Yesterday, warm fall weather brought crowds—crowds!—to Copley Square for the fourth annual Boston Book Festival. Lines snaked around Trinity Church for events like “The Short Story” (with Junot Diaz as the star attraction) and “Political Culture.”
The BBF has grown since I attended its first year, including tented tables with local booksellers and far more indie authors selling their work. TW Executive Editor Elizabeth Langosy and I had great chats with other attendees, including Editor Christina Thompson of Harvard Review and Terence Hawkins who directs the Yale Writers’ Conference. (I even did some live tweeting, which you’ll find @talkingwriting.)

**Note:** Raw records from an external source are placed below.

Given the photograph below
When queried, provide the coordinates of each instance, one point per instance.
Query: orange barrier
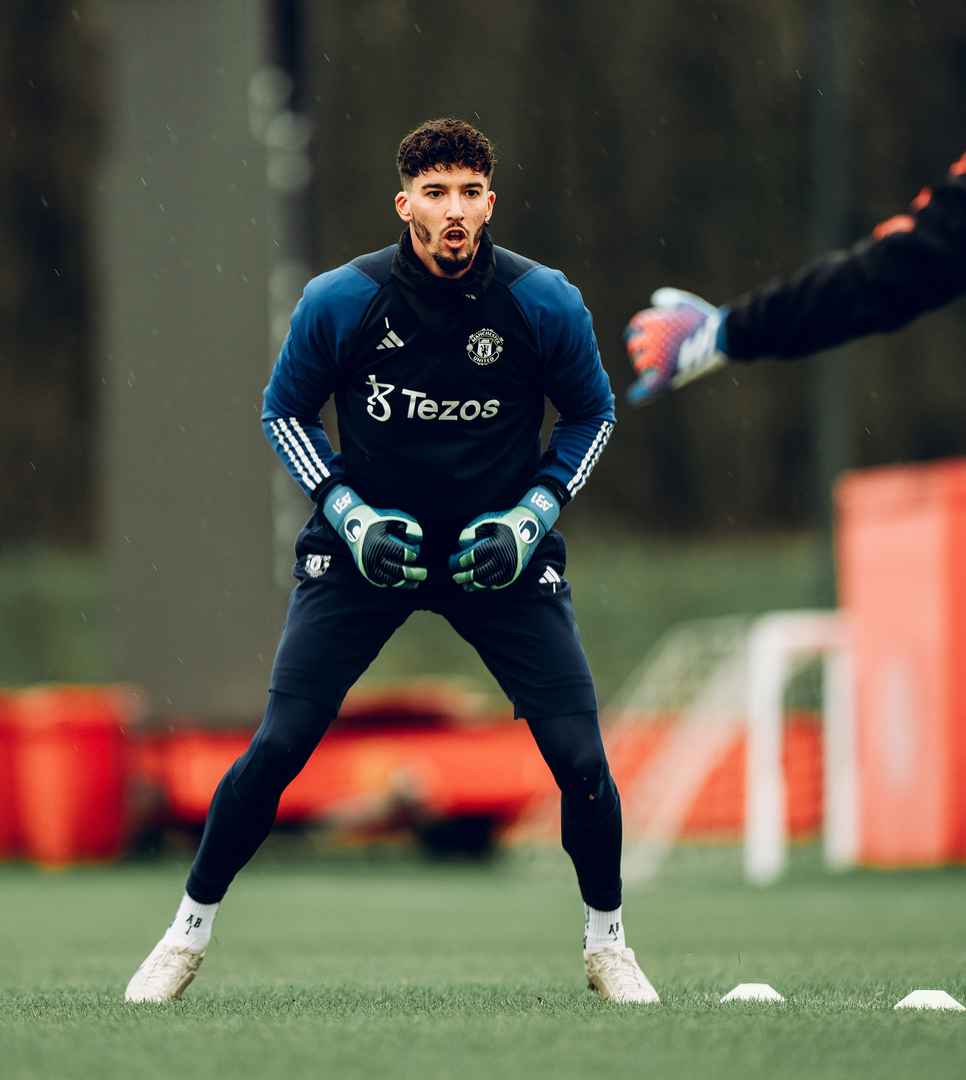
(494, 770)
(70, 758)
(902, 580)
(9, 818)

Yet, there was more commercial hustle than I remember, too, and much angst about the impact of e-books and digital publishing. Elizabeth and I were surprised to hear the three writers on “The Short Story” panel say they read almost no literary writing online.
Jennifer Haigh, a PEN/Hemingway award winner, recounted her first foray into publishing a story digitally on Byliner as if it were a daring experiment. After realizing how many readers saw it online, Haigh said, “it was a total revelation to me.”
One of the oddest notes was struck by the BBF’s opening event on Friday night, “Page to Screen.” Five writers squared off about having their books turned into movies, moderated by Wesley Morris, a film critic at the Boston Globe.
“Most books don’t have a good narrative”
A promising setup. But as it turned out, I could have been watching reality TV with a cast of “characters.” There was the funny chubby guy (Daniel Handler aka Lemony Snicket). The hardass journalist dressed in black (Buzz Bissinger of Friday Night Lights). The handsome keeper of the literary flame (Andre Dubus of House of Sand and Fog).
And there was the token woman (YA novelist Rachel Cohn of Nick and Norah’s Infinite Playlist)—looking “lovely in purple,” said Morris (token person of color).
I like all these writers, but the event quickly devolved into talking about the commercial advantages of a movie adaptation—“it’s really freaking great,” said Cohn, “it’s like a two-hour advertisement for your book”—and chest thumping between Bissinger and Dubus about how pragmatic writers should be in angling books for movie deals.